Maybe there is still a hope that is deep inside. Maybe there is a place where love is found. Maybe there is still a pull towards a life worth mentioning here. Maybe there is an island where I can go and come back to life.
Is everything okay? Is there a rope that keeps me connected to you? Has it been severed and have I been let go? Has this cloth fully been sliced, or is there a thread still hanging on?
Maybe there is a hope that I can find in the night. Where the darkness enters the light and doesn't get extinguished. Maybe there is a longing to keep holding on. Maybe I am not fully understood by the monsters in the dark.

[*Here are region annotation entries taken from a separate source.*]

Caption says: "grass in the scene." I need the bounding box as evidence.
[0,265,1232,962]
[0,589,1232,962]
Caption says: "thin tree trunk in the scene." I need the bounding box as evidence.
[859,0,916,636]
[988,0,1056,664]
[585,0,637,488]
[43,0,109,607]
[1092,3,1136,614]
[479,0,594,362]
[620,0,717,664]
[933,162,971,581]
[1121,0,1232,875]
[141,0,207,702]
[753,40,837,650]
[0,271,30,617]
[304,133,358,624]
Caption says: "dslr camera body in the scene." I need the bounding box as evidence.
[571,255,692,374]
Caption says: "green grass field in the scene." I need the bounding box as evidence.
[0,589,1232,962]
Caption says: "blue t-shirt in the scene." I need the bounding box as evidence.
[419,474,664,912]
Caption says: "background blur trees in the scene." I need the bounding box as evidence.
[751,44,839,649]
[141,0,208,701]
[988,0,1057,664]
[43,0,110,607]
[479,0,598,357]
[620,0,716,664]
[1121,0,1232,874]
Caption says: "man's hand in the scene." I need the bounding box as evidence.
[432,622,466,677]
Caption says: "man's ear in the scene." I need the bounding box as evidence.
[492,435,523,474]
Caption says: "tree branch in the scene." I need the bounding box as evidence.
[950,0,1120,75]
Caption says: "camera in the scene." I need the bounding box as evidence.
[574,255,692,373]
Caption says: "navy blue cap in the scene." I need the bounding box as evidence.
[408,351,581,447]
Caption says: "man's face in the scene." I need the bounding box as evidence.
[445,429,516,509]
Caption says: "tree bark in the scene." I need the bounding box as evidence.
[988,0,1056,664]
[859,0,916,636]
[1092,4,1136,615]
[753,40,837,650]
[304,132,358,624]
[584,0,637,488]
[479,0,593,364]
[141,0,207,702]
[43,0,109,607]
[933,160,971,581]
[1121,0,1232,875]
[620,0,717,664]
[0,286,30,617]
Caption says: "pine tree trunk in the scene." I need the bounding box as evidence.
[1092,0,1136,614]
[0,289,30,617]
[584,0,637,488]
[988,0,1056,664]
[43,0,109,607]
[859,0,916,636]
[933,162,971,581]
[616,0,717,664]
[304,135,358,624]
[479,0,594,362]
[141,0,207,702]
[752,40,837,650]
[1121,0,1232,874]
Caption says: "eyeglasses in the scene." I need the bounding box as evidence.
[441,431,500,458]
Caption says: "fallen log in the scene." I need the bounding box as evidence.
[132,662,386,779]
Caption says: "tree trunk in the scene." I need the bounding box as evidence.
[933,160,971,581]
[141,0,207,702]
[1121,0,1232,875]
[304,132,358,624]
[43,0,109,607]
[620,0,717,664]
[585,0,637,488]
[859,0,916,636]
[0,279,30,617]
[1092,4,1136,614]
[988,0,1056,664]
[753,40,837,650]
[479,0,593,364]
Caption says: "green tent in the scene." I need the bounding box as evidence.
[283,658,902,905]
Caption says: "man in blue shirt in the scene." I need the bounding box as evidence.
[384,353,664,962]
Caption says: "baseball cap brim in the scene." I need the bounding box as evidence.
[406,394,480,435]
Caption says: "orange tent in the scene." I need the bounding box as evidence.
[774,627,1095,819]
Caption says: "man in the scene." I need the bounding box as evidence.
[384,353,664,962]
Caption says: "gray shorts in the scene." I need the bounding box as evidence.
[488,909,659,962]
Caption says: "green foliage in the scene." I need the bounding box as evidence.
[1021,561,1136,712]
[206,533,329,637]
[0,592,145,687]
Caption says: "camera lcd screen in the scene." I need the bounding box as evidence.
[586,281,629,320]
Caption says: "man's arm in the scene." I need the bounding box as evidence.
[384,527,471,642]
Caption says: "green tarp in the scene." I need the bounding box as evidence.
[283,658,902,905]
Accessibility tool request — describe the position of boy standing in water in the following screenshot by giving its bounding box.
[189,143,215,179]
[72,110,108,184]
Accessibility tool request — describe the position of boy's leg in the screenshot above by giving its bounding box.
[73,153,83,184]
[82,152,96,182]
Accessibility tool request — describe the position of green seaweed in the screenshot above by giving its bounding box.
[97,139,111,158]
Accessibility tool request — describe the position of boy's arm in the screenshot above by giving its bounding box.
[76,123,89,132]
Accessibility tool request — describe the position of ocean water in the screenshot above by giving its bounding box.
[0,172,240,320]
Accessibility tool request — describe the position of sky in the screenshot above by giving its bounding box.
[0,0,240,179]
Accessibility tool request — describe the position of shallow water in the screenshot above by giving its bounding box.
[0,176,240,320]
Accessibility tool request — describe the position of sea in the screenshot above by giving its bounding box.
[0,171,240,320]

Is everything okay? Is there a moment that keeps me connected to you? Has the ocean washed it back into the salt? What was once a comfort and joy is counted as lost.
And what of it? What does it matter that I have been fired from my duties? Told to eff off and that everything was my fault. When it takes two to tango, has the hope been drowned under my dried soul.
And what of it? What does it matter that my lungs are contracting faster and faster? Told that everything will get better and trying to believe it. When it takes one to tango because the other no longer wants you to lead.
Has hope been severed? Has love increased inside this shriveled man? And what of it? Does it matter? Do I matter?
Maybe there is a way out. Maybe the end will justify the present exclusion of joy. Maybe just maybe the hurt will wash off into the sea. Where the salt will purify it and one day I will be home.
Will I find a place where I belong? Will anything make sense in this city of lost dreams and jokes? Will I understand why I have been placed in this concrete prison? Only time will tell.
Maybe there is still a hope that is deep inside. Maybe there is a place where love is found. Maybe there is a wave in the ocean that will bring me back home. Maybe there is an island where I can go and come back to life.
Until I find it... I'll be here. Until I find it... I'll learn to carry on. Until then... Until what? Maybe I give up... I'm... Tired...
I wrote this a short while after my fiance left me.